A report claimed that secret bonuses had been paid to more than 200 managers last year. However, a spokesman for the broadcaster denied the claim.
“In response to a story in this morning’s Irish Independent, RTÉ can clarify that it has not introduced ‘secret bonuses’ to RTÉ staff,” said the spokesman.
However, he did add that pay restoration had been reintroduced.
“As we have stated clearly many times previously, RTÉ introduced a series of cuts to staff pay as part of significant reform across the organisation from 2008 — 2013 which saw a reduction in operating costs of €130m.
“Pay restoration — reintroduced in 2015 — is based on binding agreements negotiated by the RTÉ Trade Union Group on behalf of RTÉ staff and followed this period of cuts to staff pay.”
The spokesman added that these “phased “payments were not “bonuses”.
“As agreed with the RTÉ Trade Union Group and as communicated to RTÉ staff in 2015, pay restoration is being introduced on a phased basis: 15% was restored on December 21, 2015; a further 42.5% was restored on December 19, 2016; additional tranches of 21.25% each were restored on June 30, 2017, and on December 18, 2017,” said the spokesman.
“Increments apply within existing salary ranges, which are below the 2009 levels.
“These payments are not bonuses. RTÉ confirms that managers have not received bonuses or general pay increases.”
The statement comes amid revelations about the pay disparity between newsreaders Sharon Ní Bheoláin and Bryan Dobson, with the female broadcaster earning approximately €80,000 less than her male colleague.
The information about the pay gap between the two colleagues became public when Ms Ní Bheoláin was asked about the matter by a journalist.
She said that while she valued her privacy, it would be “cowardly” of her not to comment considering “inequality and gender pay are key social issues in need of examination”.
Ms Ní Bheoláin’s comments received public backing from several colleagues, including political correspondent Martina Fitzgerald and education correspondent Emma O’Kelly.
After the pay disparity became the subject of publicity, the broadcaster issued a statement on Monday saying a gender equality review would take place and that the list of the top 10 earners would be published sooner than planned.
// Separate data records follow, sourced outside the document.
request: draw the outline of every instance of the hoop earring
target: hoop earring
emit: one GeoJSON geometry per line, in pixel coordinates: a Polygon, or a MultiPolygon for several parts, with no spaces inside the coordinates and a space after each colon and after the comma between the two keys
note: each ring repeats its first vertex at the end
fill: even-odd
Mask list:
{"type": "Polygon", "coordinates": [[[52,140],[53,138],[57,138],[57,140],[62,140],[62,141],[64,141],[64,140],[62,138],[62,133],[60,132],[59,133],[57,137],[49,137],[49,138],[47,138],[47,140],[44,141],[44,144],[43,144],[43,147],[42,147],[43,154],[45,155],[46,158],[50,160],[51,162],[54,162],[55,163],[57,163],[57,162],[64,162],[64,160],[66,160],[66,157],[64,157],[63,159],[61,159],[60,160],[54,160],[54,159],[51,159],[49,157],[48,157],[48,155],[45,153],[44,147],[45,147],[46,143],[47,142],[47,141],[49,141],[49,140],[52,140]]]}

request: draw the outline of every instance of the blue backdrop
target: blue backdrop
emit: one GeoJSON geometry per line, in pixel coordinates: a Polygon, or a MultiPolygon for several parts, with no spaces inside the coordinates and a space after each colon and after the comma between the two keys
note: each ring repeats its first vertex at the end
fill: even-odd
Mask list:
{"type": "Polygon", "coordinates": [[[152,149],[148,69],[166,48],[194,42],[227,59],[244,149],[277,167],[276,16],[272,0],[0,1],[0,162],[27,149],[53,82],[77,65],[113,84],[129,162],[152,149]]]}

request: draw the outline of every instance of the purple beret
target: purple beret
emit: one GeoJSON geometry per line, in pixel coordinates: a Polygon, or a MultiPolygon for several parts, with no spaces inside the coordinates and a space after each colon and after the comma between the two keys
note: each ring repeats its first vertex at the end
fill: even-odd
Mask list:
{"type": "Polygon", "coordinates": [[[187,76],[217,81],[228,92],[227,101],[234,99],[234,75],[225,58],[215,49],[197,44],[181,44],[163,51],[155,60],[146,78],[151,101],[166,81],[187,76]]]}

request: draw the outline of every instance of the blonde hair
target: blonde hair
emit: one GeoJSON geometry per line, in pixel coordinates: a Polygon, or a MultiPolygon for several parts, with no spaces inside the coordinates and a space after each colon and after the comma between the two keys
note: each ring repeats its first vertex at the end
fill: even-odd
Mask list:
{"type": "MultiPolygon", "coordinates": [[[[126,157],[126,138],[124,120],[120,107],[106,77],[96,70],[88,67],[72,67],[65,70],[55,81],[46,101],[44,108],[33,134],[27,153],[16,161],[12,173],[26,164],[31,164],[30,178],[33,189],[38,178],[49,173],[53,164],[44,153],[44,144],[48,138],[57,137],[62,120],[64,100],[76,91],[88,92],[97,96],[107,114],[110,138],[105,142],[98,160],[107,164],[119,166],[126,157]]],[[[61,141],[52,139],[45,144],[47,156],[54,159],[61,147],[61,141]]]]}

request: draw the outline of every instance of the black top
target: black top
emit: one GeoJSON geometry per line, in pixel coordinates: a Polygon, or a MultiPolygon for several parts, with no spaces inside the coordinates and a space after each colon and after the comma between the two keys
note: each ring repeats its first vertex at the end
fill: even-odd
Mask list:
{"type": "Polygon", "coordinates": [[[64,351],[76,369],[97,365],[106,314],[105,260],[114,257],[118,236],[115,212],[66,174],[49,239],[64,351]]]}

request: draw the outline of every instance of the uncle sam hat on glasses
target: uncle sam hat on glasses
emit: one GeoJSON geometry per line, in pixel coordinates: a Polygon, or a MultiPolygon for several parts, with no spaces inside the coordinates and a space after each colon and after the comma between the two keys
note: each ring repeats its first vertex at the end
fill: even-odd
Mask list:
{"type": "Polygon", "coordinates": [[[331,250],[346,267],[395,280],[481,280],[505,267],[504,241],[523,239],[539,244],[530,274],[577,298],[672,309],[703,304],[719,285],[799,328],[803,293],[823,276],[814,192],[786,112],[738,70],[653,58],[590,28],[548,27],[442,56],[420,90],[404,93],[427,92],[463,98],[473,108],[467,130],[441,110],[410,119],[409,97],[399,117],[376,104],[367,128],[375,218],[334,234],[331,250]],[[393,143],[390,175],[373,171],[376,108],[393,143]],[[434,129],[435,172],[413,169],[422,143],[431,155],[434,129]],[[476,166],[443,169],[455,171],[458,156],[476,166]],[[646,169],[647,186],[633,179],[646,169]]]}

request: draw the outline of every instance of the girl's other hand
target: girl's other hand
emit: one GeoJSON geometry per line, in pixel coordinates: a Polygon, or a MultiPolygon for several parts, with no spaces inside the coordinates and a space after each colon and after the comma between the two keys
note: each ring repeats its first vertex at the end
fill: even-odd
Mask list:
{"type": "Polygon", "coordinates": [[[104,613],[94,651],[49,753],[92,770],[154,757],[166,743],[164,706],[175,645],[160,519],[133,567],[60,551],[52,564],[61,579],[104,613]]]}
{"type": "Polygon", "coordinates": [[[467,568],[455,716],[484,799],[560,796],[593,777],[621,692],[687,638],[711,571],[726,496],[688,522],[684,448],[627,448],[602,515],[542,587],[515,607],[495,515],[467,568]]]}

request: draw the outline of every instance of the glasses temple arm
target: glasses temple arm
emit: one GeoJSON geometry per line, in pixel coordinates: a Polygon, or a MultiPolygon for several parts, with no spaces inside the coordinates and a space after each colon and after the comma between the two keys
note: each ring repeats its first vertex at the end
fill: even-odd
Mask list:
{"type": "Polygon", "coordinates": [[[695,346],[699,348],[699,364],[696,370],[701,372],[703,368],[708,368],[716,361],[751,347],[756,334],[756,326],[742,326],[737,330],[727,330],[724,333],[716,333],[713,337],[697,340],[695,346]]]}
“As confirmed in our statement yesterday, RTÉ will bring forward the publication of fees paid to its top 10 most highly-paid presenters, and expects to release details shortly,” the spokesman said yesterday. “In line with our public commitment, RTÉ has been publishing details of the fees of its top ten highest earners for a number of years.
“Regarding questions about payment by gender, RTÉ has also confirmed that a review of role and gender equality across the organisation will take place, and we will announce more details of that review soon.”